Hammond sighed. “Isn’t it remarkable that here in America we treat the mentally ill like dirt—except when they make a religion out of their craziness and hatred, and claim it’s Christianity? Then we flock to their churches.”
A valid enough observation, thought Gurney, but he didn’t want to get off on a tangent. “Let me ask you a clinical question. Could a hypnotherapist implant the details of a dream in a patient’s mind and actually cause him to have that dream?”
“Absolutely not. It’s a neurological impossibility.”
“Okay. Could a hypnotherapist talk a client into committing suicide?”
“Not unless the client was already suffering from a depression severe enough to incline him that way to begin with.”
“Did you note that kind of depression in any of the four men who ended up dead?”
“No. They all had positive feelings about the future. That’s not a suicidal state of mind.”
“Does that lead you to any conclusion?”
“My conclusion is that they were victims of murders staged to resemble suicides.”
“Yet Fenton is ignoring that possibility. He’s claiming that the unlikelihood of their committing suicide indicates that you caused it. Do you have any idea why he’d take such a strange position?”
Jane broke in, “Because he’s a dishonest, lying bastard!” Her fragile china plate with its half-eaten slice of blueberry tart slipped from her lap and shattered on the floor. She stared down at it, muttered a frustrated “Shit!” and began cleaning it up. Madeleine got a sponge and some paper towels from the sink to help.
Hammond answered Gurney’s question. “There are two puzzling things about Fenton’s position. First, it’s based on a clinical impossibility. Secondly, he believes what he’s saying.”
“How do you know that?”
“That’s what I’m good at. Nine times out of ten, I can hear in a person’s voice the sound of the truth, the sound of a lie. The way I practice therapy is based a little on technique and a lot on insight into what people really believe and want, regardless of what they tell me.”

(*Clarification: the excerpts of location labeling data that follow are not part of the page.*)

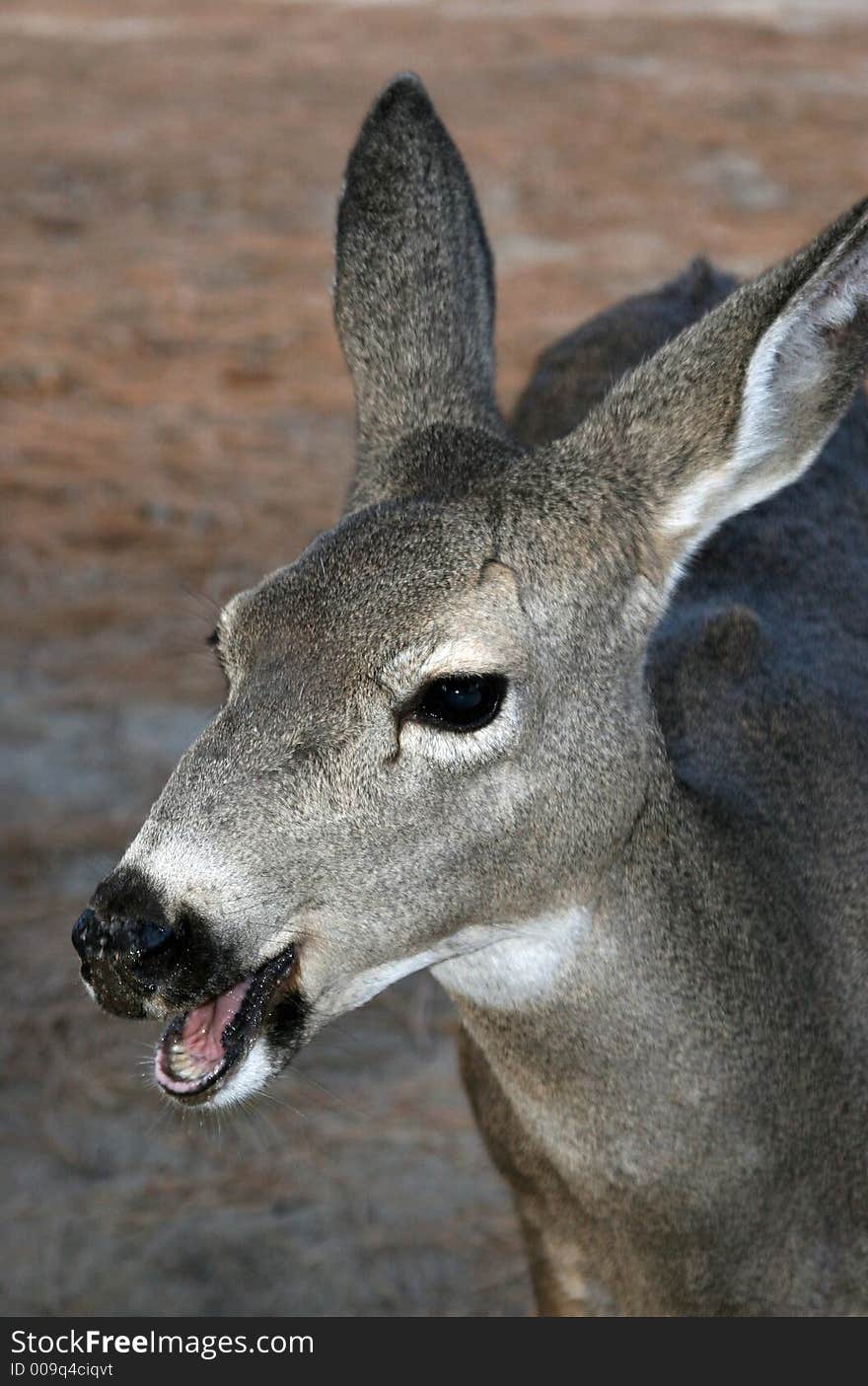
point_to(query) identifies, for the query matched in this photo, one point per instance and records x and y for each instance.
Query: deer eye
(461, 701)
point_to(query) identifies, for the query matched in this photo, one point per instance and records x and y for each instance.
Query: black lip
(239, 1036)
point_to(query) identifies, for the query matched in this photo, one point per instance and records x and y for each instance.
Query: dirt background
(175, 420)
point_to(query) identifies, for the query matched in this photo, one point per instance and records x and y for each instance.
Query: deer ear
(765, 380)
(413, 291)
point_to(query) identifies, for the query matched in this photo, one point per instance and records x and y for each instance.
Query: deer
(571, 711)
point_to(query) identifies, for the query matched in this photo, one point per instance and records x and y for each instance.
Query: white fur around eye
(465, 749)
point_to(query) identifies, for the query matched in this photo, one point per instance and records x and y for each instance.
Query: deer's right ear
(413, 291)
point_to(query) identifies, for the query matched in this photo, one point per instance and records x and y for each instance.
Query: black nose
(125, 923)
(128, 940)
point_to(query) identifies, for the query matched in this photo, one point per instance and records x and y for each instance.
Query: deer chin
(219, 1051)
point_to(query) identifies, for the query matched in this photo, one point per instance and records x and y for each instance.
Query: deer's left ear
(413, 288)
(739, 404)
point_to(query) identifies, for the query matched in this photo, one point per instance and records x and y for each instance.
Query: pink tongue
(204, 1024)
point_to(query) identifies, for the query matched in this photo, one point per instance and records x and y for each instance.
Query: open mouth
(201, 1047)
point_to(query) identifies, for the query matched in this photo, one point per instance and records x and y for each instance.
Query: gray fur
(681, 1111)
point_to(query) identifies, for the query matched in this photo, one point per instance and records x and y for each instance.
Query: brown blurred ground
(174, 420)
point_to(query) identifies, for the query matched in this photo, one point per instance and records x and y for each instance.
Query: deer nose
(118, 937)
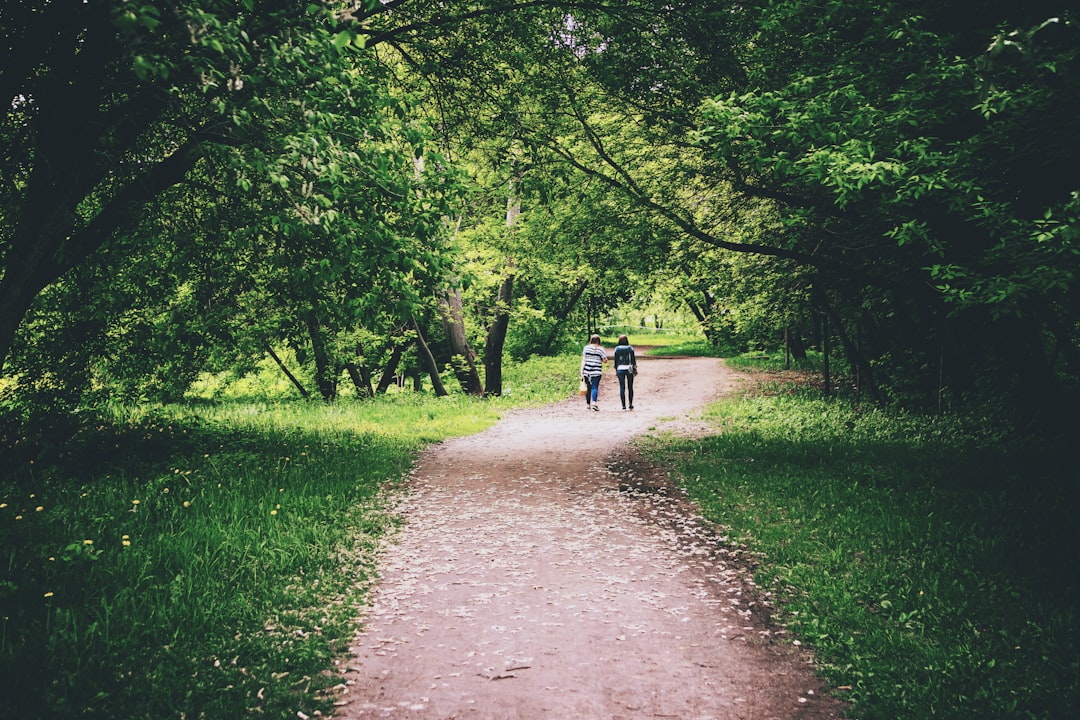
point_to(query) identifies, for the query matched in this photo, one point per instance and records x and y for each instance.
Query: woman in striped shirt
(592, 366)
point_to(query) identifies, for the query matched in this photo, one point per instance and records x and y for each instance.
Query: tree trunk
(324, 376)
(361, 374)
(45, 242)
(428, 362)
(797, 345)
(463, 357)
(497, 333)
(855, 357)
(565, 312)
(288, 375)
(497, 337)
(391, 369)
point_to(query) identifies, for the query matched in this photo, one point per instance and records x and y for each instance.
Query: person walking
(593, 357)
(625, 368)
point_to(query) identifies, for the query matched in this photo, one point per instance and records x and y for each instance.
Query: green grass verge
(933, 570)
(208, 559)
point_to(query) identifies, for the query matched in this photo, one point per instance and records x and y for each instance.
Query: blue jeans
(625, 386)
(594, 389)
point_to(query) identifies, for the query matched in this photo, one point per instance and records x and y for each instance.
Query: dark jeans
(625, 386)
(594, 389)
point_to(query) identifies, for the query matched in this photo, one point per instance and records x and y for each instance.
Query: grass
(931, 567)
(206, 559)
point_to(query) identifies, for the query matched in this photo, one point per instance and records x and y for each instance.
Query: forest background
(370, 193)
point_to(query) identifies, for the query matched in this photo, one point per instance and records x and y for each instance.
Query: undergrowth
(929, 562)
(207, 559)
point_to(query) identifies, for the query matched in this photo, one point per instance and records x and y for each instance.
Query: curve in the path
(531, 581)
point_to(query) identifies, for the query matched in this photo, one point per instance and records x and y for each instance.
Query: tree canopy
(189, 184)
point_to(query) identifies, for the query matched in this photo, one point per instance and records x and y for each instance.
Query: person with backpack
(625, 368)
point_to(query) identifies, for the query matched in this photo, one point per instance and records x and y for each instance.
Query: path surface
(543, 572)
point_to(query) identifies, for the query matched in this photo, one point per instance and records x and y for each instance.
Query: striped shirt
(592, 360)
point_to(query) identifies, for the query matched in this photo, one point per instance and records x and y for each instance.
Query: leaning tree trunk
(288, 375)
(500, 323)
(324, 375)
(428, 362)
(391, 369)
(565, 312)
(497, 337)
(464, 358)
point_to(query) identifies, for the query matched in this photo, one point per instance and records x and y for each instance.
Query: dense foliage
(927, 560)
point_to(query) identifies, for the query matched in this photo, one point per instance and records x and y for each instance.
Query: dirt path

“And you’re convinced that Fenton believes the wild scenario he’s hyping to the press?”
“He has no doubt about it. It’s in his voice, his eyes, his body language.”
“Just when I thought I couldn’t be more confused, you’ve added another twist. A homicide investigator might briefly consider the possibility that a hypnotist was behind a string of suicides. But to embrace it as the only possible answer seems crazy.” He glanced over at Madeleine to see if she had any reaction; but her eyes were on the dying red coals, her mind plainly somewhere else.
Another question occurred to him. “You said you were good at sensing what a person really wants. What do you think Fenton wants?”
“He wants me to confess my involvement in the four deaths. He told me that it’s the only way out, and if I don’t confess, my life will be over.”
“And if you do confess to some yet unnamed felony, what then?”
“He said if I confessed to my part in causing all four suicides, then everything would be all right.”